Assuming signal, rather than noise of course. Given that the only real result is that we lost that war, and that the groups we were trying to quash have morphed and taken over whole regions, it's hard to argue for any expenditure related to that endeavor.

That said, even if we won it disturbs me that we're willing to spend so much on something that, at best, "might" be helpful. Worse, something that definitely didn't help in Korea or Vietnam...


I think it's unfair to characterize it as a waste.

If the intent was to strengthen the war on terror, you would have to quantify both the value of profits derived by the military industrial complex as well as the underlying value for the wealthy of a strong petrodollar and weigh the benefit against that.

Calling it a waste is implicitly absolving those responsible of any notion of intent. Accepting that the dissemination of propaganda is primarily intended for "tracking" purposes is a very generous postulation in my opinion.


If they’re raiding a house and they’re going to make a mess of it looking for stuff anyway, they’d just drop an odd CD there.

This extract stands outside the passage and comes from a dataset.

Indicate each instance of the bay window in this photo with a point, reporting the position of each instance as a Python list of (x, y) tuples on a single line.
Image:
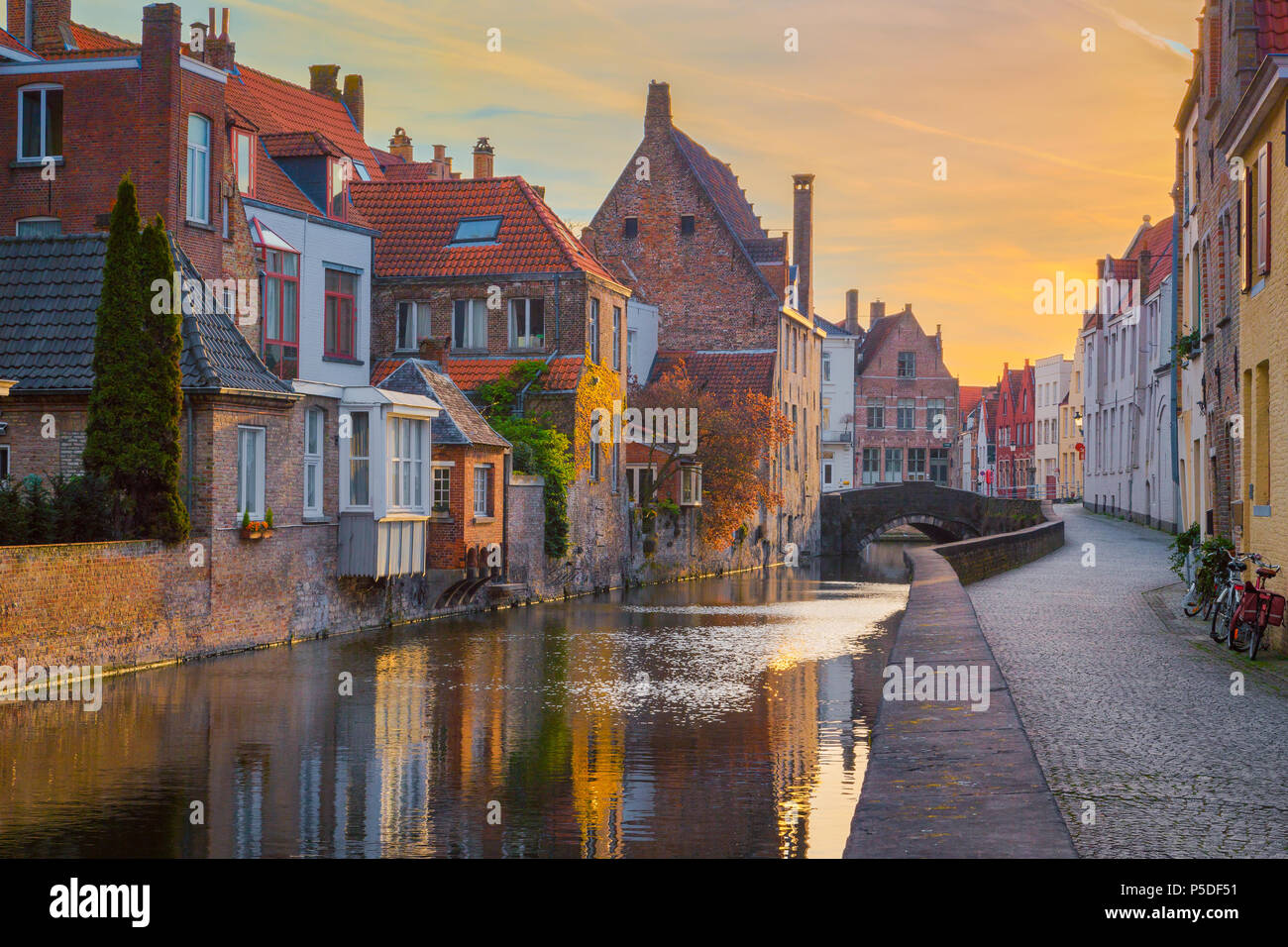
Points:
[(340, 308)]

So that explains how they always seem to find computers with evidence of terrorist activities. Likely also how they found stuff at Osama bin Laden's place; how they found passport of a terrorist who was in a plane that flew into the World Trade Center building; or the one that crashed in PA.


If this turned out to be true, wouldn't that shine a disastrous light on the war and propaganda machine?


500 millimetre dollars? Interesting unit of measure. Is it a bit like torque?


That's a common abbreviation for 'million'.